This may surprise you, but I get criticized for my way of teaching. More precisely, some of my colleagues think I give too many evaluations. I confess I love my quizzes, and I typically assess my students’ progress every week.
But “teachers should spend less time testing and more time teaching” as the Badass Teachers Association often reminds me on Facebook. Similarly, for some of my colleagues, my strategy just reeks of old-school thinking. They say frequent quizzes undermine learners’ sense of responsibility and intrinsic motivation.
But, to me, regular testing has always felt intuitively right, and a few years ago, this intuition was confirmed by the largest evidence-based research about what works best in education. John Hattie’s mega-study Visible Learning is a synthesis of 50,000 studies involving more than 80 million students; there’s a reason why it’s been called the holy grail of education.
Hattie has identified 138 influences on student achievement and ranked them by degree of effectiveness. Here’s his top ten.
As you clearly see, providing formative evaluation ranks third (formative means low or no point value). Let me repeat this: testing has the third most powerful effect on learning among hundreds of investigated variables.
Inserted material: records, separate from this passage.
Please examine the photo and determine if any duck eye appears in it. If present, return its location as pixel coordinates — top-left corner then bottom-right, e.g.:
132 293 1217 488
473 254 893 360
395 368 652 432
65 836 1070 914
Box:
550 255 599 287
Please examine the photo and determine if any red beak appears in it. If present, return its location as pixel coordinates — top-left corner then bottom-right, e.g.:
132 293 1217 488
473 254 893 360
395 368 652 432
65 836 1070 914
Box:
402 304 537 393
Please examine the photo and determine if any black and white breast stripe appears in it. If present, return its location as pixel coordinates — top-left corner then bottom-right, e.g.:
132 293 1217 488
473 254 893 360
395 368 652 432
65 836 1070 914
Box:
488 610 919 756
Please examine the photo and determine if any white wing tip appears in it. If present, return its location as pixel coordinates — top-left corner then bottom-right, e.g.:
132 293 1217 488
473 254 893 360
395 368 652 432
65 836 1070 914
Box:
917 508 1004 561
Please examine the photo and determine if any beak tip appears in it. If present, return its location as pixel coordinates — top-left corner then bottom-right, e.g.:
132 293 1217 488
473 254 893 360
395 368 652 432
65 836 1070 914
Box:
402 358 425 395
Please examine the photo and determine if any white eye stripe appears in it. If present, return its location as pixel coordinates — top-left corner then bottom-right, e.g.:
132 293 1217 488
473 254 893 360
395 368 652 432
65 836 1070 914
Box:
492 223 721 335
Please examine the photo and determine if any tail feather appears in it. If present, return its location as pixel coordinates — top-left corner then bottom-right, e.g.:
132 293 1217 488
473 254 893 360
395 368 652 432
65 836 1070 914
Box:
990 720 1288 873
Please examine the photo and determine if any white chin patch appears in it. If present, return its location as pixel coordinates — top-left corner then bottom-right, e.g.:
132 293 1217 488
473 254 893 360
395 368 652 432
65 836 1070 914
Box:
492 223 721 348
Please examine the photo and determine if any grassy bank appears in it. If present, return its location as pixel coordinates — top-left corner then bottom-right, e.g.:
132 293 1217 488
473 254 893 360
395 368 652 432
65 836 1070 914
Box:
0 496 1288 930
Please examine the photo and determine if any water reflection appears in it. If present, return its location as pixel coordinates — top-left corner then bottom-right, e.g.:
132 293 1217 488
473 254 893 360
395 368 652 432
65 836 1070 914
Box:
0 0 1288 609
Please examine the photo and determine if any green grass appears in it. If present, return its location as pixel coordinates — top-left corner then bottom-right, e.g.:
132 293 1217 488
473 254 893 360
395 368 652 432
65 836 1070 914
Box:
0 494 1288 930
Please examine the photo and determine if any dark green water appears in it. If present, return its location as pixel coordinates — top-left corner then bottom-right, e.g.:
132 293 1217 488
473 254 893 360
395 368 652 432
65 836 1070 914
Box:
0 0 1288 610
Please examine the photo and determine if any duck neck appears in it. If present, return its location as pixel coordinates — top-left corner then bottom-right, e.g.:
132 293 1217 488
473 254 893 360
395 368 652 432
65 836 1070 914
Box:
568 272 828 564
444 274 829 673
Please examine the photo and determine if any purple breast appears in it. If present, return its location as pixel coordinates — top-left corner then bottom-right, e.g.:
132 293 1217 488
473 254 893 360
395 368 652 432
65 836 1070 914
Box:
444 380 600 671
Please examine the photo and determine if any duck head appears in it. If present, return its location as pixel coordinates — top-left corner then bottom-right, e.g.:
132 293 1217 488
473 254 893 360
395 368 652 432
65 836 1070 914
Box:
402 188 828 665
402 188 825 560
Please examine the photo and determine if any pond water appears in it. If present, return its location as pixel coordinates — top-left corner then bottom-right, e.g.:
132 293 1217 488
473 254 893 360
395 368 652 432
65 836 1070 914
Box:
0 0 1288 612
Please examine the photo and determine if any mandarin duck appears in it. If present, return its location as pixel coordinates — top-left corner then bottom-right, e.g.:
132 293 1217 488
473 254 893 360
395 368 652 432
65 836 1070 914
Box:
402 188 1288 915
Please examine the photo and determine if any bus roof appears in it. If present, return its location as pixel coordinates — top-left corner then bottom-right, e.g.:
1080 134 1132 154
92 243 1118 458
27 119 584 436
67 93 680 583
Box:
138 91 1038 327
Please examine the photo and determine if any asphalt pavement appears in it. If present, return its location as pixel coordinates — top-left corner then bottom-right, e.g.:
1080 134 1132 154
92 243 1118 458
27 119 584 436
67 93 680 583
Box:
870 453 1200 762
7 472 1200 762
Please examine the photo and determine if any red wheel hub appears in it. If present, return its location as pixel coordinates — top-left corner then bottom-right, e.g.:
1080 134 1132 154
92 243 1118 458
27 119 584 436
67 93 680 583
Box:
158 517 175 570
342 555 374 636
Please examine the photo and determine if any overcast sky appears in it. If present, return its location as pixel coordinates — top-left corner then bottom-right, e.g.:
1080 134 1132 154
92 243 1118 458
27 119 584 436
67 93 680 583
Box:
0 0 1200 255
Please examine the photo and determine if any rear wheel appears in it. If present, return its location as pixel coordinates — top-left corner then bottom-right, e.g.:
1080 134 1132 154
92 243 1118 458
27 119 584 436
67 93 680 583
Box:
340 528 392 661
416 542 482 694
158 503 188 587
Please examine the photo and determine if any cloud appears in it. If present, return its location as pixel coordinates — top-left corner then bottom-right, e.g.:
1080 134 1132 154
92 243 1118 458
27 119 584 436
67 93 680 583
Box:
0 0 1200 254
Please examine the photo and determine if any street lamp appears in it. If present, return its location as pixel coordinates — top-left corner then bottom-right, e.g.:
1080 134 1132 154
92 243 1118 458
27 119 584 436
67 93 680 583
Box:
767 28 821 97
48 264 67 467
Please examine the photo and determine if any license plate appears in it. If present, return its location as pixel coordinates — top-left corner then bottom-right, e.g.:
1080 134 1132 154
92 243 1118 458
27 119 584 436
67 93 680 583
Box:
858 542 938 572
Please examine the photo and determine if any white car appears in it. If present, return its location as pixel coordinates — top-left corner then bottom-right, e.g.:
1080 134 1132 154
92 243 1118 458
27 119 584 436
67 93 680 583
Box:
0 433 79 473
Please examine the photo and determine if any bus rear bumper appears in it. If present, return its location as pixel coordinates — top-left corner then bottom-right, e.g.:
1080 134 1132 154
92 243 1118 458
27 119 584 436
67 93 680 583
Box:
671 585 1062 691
The thing is, formative assessments do two main things.
- They measure learning
- They strengthen learning
First, progress monitoring provides a great window into where you’re at as well as what works and what doesn’t, which allows both the teacher and the student to adjust accordingly. And the more often they get this feedback, the faster they can course correct.
Second, many recent studies (most likely included in Hattie’s mega-study) have established that taking tests is one of the best ways to reinforce learning, and that it should be done sooner rather than later (even if you haven’t finished learning).
For example, one of the studies shows that giving short quizzes on a regular basis like I do increases performance by about half a letter grade as opposed to relying on four major exams. The most famous research has been done by Roediger, who has listed ten benefits of testing.
This is the takeaway for peak learners. You really have to stop seeing studying and testing as two different things.